Adding nutrients like essential fatty acids and antioxidants to our diets can take us a long way toward recreating youthful, healthy skin.
Your choice of moisturizer can also have a huge impact on your skin quality. As the name implies, a moisturizer helps attract or trap water in the skin, and if you need to use a moisturizer, it’s best to use one already present in the skin.
Moisture Booster
Hyaluronic acid (HA) is a natural polysaccharide located in the connective tissue between collagen and elastin fibres and in the topmost skin cells. Part of the glycosaminoglycan family, HA helps hold cells together, providing structural support to the skin while retaining precious moisture. HA is a humectant, which means that it draws water into the skin from both the bloodstream and the environment. Often described as a “molecular sponge,” HA can hold up to 1,000 times its weight in water. It’s no wonder that skin starts to plump, fine lines flatten, and deeper wrinkles become less noticeable when you use HA.

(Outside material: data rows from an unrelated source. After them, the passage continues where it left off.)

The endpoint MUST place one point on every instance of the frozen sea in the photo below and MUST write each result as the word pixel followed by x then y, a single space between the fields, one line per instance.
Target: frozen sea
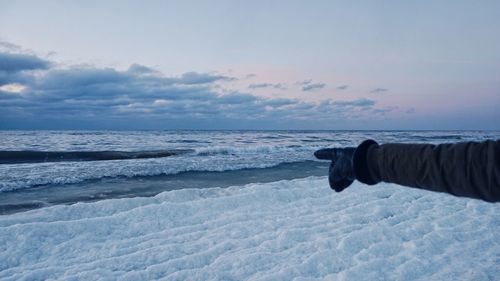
pixel 227 205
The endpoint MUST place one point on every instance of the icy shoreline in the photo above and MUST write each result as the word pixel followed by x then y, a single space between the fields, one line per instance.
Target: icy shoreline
pixel 275 231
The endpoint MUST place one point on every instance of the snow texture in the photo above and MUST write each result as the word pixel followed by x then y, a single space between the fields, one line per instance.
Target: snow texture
pixel 287 230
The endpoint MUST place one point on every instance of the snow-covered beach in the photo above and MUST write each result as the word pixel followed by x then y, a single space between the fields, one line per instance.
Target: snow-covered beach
pixel 286 230
pixel 235 205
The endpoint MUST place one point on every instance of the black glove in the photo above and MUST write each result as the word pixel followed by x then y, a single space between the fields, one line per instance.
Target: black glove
pixel 341 173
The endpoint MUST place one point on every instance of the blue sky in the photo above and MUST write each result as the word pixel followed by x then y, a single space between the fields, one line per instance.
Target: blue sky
pixel 249 65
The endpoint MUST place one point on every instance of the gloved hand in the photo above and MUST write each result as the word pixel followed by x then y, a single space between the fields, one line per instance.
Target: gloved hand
pixel 341 172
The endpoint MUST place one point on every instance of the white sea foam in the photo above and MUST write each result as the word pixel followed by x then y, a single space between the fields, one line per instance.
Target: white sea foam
pixel 284 230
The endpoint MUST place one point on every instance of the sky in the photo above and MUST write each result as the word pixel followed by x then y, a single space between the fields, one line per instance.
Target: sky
pixel 342 65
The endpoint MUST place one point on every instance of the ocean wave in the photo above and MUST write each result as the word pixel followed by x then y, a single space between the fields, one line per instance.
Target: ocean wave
pixel 75 172
pixel 18 157
pixel 228 150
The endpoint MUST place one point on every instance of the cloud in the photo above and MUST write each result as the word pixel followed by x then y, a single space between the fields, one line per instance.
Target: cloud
pixel 279 86
pixel 92 97
pixel 11 63
pixel 355 103
pixel 313 86
pixel 379 90
pixel 202 78
pixel 9 46
pixel 410 110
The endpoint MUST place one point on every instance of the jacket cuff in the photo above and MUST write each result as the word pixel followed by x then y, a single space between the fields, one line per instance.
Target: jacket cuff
pixel 360 162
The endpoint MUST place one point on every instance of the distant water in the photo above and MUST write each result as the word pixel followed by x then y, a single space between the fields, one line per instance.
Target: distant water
pixel 40 168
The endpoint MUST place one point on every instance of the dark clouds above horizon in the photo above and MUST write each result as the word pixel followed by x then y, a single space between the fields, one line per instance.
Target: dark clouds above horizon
pixel 38 93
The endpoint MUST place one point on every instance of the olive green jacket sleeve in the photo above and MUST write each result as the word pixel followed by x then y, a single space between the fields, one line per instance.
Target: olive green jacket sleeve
pixel 470 169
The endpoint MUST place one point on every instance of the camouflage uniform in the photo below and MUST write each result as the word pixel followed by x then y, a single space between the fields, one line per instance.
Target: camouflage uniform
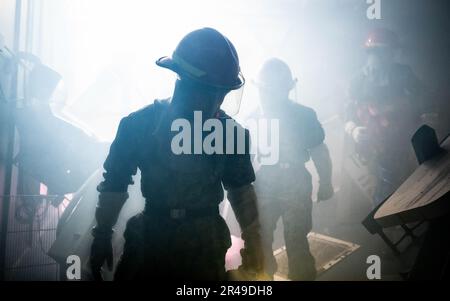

Hyaluronic acid is a conditionally essential nutrient; our bodies produce plenty of it when we are young, but supply doesn’t keep up with demand as we age. You need only think of a baby’s soft, plump skin to see the benefits of having a plentiful supply. As we age, however, our ability to produce this compound weakens until, by the age of 50, we are producing less than half of the HA that we did in our diaper days. Decreasing HA leads to dehydration, loss of skin tone and elasticity, and wrinkles.
From the Outside In
Because there are no food sources proven to increase levels of HA in skin cells, you have to take a topical approach to enjoy its benefits. In cosmetics, hyaluronic acid and its sodium salt (called sodium hyaluronate) are used in moisturizing formulations. But like many nutrients we may try to get into our skin from the outside, in its original form HA is simply too large to be absorbed into the deeper layers of our epidermis.
Instead, creme forms of HA remain on the surface of the skin to provide instant skin softening and smoothing while moisturizing and preventing water evaporation. The ability of HA to lock moisture into surface skin, in fact, makes it an important addition to sun protection cremes, day cremes, and makeup. Vanity aside, HA is also proven to aid in wound repair and has been used to heal surgical incisions, first – and second-degree burns, and various other skin lesions. Traditional animal sources of HA include coxcombs and cattle, but now many formulations are derived from a plant-based bacterial culture. Generally, HA is nonirritating and nonallergenic.
Remember that HA draws moisture into the skin–but it can’t walk to the cooler to get a refill. Be sure to drink eight to 10 glasses of pure filtered water every day to make the most of your HA.